Embarking on psychological therapy can be a daunting prospect. Each person brings their own unique experiences and difficulties to therapy, as such each person’s therapy is unique and deeply personal. To enable difficulties to be explored requires the development of a safe therapeutic relationship, which I seek to facilitate by listening, understanding and working at your pace. I work using a number of different psychological approaches and integrate these to best suit each person’s needs:
- Eye Movement Desensitisation and Reprocessing (EMDR)
- Cognitive Behavioural Therapy (CBT)
- Cognitive Analytic Therapy (CAT)
My therapeutic style is open and collaborative, recognising that we both bring our own expertise and experiences into our shared therapeutic space. I usually work in a sequence of stages: Initial Consultation, Understanding, Working Through and Ending.
This is a single session during which we discuss your reasons for seeking psychological support, the therapeutic goals you would like to achieve and I will be able to answer any questions you might have. The aim of this meeting is to help you decide whether you feel you would like to work with me. It also allows me to think about whether the psychological therapy I can offer is likely to benefit you.

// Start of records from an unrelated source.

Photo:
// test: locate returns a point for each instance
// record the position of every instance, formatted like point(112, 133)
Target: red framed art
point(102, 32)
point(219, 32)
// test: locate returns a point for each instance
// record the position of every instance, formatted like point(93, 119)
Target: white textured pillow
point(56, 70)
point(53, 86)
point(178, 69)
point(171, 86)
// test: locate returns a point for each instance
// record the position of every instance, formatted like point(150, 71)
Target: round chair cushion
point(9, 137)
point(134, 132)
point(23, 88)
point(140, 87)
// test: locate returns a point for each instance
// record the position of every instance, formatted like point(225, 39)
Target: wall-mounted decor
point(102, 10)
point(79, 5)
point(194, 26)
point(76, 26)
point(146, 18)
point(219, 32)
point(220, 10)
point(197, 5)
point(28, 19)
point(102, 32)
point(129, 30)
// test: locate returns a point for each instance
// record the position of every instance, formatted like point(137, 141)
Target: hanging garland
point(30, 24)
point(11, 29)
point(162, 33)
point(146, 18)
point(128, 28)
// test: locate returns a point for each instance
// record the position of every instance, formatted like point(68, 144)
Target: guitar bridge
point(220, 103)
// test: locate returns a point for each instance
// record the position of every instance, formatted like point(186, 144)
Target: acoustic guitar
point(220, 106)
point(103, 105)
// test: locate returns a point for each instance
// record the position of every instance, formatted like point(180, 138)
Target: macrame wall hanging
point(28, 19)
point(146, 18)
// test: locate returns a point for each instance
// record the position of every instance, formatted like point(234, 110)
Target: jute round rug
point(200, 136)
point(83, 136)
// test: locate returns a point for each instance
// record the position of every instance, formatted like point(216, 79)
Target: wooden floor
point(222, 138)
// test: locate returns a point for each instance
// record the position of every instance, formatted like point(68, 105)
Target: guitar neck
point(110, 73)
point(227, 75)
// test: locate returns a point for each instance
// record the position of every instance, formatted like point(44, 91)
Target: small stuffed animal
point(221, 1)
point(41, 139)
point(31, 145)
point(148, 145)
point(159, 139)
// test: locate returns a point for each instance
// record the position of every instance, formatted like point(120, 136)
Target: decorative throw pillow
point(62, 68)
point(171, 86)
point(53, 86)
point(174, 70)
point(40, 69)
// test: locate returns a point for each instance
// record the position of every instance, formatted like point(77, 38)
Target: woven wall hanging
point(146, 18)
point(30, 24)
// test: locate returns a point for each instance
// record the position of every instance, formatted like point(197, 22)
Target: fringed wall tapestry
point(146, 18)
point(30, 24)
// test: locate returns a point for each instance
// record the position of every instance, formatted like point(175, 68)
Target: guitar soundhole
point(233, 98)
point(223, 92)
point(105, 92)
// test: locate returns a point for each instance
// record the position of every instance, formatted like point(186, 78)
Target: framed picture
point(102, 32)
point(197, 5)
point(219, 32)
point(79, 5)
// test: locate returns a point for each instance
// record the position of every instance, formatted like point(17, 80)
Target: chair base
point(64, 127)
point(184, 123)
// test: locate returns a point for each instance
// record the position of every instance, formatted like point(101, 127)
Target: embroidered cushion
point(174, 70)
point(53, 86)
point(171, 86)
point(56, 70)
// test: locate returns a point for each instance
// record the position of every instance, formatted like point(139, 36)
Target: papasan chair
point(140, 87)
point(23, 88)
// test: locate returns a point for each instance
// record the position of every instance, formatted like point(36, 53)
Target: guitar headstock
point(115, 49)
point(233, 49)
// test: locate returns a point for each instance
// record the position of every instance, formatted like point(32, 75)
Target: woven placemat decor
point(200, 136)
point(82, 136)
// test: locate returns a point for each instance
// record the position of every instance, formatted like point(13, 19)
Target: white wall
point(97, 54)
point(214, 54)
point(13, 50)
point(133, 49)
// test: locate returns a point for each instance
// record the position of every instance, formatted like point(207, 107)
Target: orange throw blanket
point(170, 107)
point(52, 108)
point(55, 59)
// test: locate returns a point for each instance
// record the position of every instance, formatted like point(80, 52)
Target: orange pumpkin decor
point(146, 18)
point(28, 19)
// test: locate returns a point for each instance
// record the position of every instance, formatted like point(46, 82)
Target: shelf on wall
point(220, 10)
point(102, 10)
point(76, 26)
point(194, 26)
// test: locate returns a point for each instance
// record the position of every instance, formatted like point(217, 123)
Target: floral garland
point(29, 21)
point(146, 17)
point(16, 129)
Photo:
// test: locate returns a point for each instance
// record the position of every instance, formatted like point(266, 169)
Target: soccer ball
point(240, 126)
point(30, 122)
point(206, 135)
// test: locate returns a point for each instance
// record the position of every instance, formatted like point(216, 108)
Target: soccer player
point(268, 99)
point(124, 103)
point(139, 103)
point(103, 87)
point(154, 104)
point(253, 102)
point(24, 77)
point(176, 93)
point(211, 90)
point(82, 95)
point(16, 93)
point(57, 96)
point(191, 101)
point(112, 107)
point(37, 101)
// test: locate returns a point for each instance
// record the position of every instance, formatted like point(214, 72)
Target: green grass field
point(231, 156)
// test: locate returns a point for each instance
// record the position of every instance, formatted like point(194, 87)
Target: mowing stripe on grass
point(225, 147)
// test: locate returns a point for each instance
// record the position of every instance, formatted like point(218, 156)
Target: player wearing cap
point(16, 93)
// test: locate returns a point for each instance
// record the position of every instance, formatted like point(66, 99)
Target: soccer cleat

These (usually up to 3) sessions are designed to enable us to gain a thorough understanding of the issues that have brought you to therapy, to begin to get to know your life history and significant experiences. The aim is for us to to develop a good understanding of how the difficulties you are experiencing tend to show up in your life, how they may have developed and what keeps them going. We will also take time to think about what you would like to be different, or perhaps simply understand better. This allows us to choose the approach(es) most likely to help you towards your therapeutic goals.
Having developed a good understanding of the issues and therapeutic goals, this stage is focused on ‘working through’ the issues that brought you to therapy. This stage can look very different for different people. For some it may involve a deeper exploration of past events and/or expression of long-held or avoided emotions. For others, it could be examining and adjusting unhelpful patterns of behaviour. Some people may work on testing out new strategies to help manage day to day events, and yet others may work to processes traumatic memories that up until now, have been left unprocessed and are causing distress in the present.
The ending of psychological therapy is an important stage in the therapeutic process and aims to allow for time to reflect on what we have achieved and to process feelings associated with the ending of our work together.